9月11日(月)はあの「9・11」から5周年というわけで、いろいろなメディアでこれを振り返る企画が掲載されたり、報道されたりしましたね。英国のThe
Independent紙が掲載した『2031年の世界(the
world in 2031)』もその一つで、あの9・11から30年後の2031年に世界がどのような状況になっているのかを3人の歴史家が予想しています。これを全部紹介するのは、私の力ではちょっときついので、ここでは米エール大学のポール・ケネディ教授の予想だけを、しかも極めて短くまとめて紹介してみます。この人は、確か20年ほど前に『大国の興亡(the
Rise and Fall of Great Powers)』という本がベストセラーになった人です。
ケネディ教授がまず予測しているのは、これからも中東の石油を巡る西側諸国による軍事行動があって、2008年と2012年の間に欧州、米国それから日本でテロリストによる攻撃があるということです。何故この時期なのかについては書かれていないのがタマにキズですが・・・。
で、30年後の世界については現在とそれほど劇的には変わっていないというのが教授の意見で、2001年の時点で「あのテロが世界を変えた」というほどの変化はないということです。ただアメリカは、経済・軍事・科学技術のいずれをとっても世界一の力を持っていますが、現在より少しは他国や国際機関と協調するようになっているだろうとのこと。これは財政赤字がひどいし、ほぼ10年におよぶアフガニスタンやイラクでの戦争のお陰で軍事力の面でも限界を感じるようになったということです。

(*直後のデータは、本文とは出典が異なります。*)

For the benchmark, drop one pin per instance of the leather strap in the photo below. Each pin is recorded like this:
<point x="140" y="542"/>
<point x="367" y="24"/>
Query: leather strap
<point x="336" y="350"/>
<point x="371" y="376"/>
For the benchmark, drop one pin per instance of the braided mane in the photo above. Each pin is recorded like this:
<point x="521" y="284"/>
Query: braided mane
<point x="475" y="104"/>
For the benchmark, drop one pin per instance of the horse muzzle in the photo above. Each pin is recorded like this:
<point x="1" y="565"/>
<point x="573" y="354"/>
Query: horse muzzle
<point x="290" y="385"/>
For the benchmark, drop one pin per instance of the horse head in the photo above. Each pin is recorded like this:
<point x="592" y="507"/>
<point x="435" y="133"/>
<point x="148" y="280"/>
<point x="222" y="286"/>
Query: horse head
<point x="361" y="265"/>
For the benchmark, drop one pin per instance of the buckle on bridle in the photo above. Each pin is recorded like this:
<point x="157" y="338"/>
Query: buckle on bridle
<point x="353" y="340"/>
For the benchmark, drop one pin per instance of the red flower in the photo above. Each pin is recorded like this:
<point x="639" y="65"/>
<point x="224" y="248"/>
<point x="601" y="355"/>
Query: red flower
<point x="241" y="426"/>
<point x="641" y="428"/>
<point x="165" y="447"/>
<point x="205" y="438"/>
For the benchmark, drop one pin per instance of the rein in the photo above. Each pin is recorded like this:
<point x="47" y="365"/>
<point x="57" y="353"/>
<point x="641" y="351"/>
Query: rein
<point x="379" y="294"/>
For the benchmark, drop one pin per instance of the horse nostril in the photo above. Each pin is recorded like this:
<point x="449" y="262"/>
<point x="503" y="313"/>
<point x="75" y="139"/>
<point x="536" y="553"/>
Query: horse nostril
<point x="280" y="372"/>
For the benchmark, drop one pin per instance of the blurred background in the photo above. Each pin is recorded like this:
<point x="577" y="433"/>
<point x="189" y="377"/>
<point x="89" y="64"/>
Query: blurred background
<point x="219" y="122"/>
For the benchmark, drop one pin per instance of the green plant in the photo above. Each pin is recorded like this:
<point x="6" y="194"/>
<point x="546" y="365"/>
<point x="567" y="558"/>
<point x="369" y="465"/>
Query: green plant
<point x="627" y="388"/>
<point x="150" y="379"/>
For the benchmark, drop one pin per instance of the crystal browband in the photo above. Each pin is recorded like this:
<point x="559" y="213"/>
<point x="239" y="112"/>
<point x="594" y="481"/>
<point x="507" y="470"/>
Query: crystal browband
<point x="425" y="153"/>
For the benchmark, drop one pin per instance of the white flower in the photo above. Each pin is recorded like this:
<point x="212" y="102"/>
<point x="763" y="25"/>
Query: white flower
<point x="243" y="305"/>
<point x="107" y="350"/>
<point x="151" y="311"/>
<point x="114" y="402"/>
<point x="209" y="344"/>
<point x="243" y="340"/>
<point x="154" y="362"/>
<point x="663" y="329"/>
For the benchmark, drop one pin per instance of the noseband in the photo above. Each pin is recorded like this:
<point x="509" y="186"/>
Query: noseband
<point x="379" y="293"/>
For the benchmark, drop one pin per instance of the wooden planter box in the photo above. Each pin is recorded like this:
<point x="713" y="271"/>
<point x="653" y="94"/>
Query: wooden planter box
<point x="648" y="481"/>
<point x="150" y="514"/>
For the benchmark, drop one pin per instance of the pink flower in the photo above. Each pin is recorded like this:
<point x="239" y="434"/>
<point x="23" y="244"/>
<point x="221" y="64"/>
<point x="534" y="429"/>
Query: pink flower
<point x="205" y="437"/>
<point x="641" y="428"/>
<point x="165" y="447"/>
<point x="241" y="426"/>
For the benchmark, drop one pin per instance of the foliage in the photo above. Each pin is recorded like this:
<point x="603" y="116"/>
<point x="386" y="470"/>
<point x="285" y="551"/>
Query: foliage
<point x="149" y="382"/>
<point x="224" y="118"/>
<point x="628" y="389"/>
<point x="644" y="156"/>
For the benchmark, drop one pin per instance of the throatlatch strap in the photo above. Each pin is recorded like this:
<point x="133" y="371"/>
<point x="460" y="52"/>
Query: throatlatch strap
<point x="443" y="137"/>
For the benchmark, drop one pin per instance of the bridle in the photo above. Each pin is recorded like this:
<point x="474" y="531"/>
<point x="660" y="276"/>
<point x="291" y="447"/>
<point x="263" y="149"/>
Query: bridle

アジアは明らかに中国とインドが世界的な大国として責任を負う立場になっているのですが、そこまで行くのに両国とも国内的にかなりの混乱を経験しています。さらにロシアが世界の4番目の大国として力を発揮するようになっているのだそうです。ヨーロッパはjust
fine(まあまあ)という状態で、自己中心的な進歩を続けるアメリカや15年計画の経済発展を続けるアジア諸国に対する「快適な批判勢力」(comfortable
antidote)であることを楽しんでいるだろうとのことであります。アフリカは内戦だの大量殺戮だのという苦難の30年を耐えて、ケニア、ボツワナ、モロッコなどの国々はかつてよりは強くなっている。
教授がかなり悲観的な予想をしているのは中東です。2009年から2012年の間にエジプト、サウジアラビア、シリアの3国でほぼ同時に体制崩壊が起こり、イラクの内戦は悪化し、イラン内部で指導層の世代間闘争が起こる。しかし何といっても怖ろしいことに、イランがイスラエルのテルアビブを核攻撃して壊滅状態にする。それに対抗してイスラエルがイランに核で反撃、イランで1000万人の死者が出る。が、イランは大いに弱体化はしても消滅するわけではない。
このような事態に直面して怖ろしくなった大国(Great Powers)は様々な部分で妥協をはかり、国連の平和維持活動を強化し、核戦争後の処理にあたる。で、アメリカはどうするのかというと、興奮はするけれど、同時にこの泥沼に踏み込むことの恐怖をも感じてしまう。「たかだかテルアビブが消滅したからと言ってイランを核攻撃するとは何ごとだ」(who
exactly did you "nuke" just because Tel Aviv had disappeared?)と、イスラエルを批難する始末です。ヨーロッパは茫然自失、ロシアは沈黙。繁栄するアジアはというと、そのような愚かな宗教とイデオロギーの戦争など、あちらの出来事で、係わり合いにはならない。壊滅的な打撃を受けたイスラエルはアメリカによって保護されてはいるものの将来は非常に不透明というわけです。
ケネディ教授によると、9・11の30年後の中東は、アラブ諸国で穏健派の指導者が出てくるかもしてないが相変わらず不安定ではある。ただ一つだけ言えるのはテロ組織のアルカイーダが「遠い過去の想い出」(distant
memory)となっているだろうとのことです。教授によると、アルカイーダは中国西部のイスラム教徒に対する中国による「防衛対策」(security
measures)に抗議して、2010年に上海で、2012年には北京で、それぞれ爆弾テロを実行して、自滅の道をたどるのだそうです。
アメリカと中国が対テロ戦争に共闘し、ロシアもヨーロッパもこれを支持し、世界中の国で自国内のテロリスト壊滅作戦が行われる・・・このような状況を経て、アルカイーダは「遠い過去の思い出」になるというわけです。というわけで、ケネディ教授の結論は次のとおりであります。
さて、(ニューヨークの)ツインタワービルが倒壊してから30年、我々はどうなっているのか?年をとっているだけに、おそらく多少は賢くなっているだろう。地球全体としては必ずしも幸せであったわけではない。特に多くのアフリカ諸国や中東にとってはそうだ。しかし、2031年のいまの我々は、2001年当時に学者たちが予測したよりは、はるかに恵まれた状況にいることは間違いない。そのこと自体は一応喜んでいいだろう。ただ大した喜びでないことも事実である。
So, where are
we, 30 years after the twin towers came down? Older, certainly;
perhaps a bit wiser. It has not been a happy planet, especially
in much of Africa and the Middle East. But, in truth, we are in
2031 a lot better off than most of the pundits of 2001 thought
we might be. That itself is cause for some rejoicing. But not
much.
ケネディ教授の予測の中には北朝鮮が出てきません。教授の最近の著書には'The Parliament of Man: The United
Nations and the Quest for World Government'という本があるそうです。
- 『大国の興亡』は日本では大変なブームを呼びましたね。『大国の興亡』は世界史のうえで、それぞれの時代に栄えたgreat
powers(大国)が衰退するのは、大体において軍事に自らの富の大きな部分を費やすことが原因であるということが、メッセージだったと記憶しています。The
Independentの記事の中で教授は、30年後もアメリカは栄えているように予測しているようです。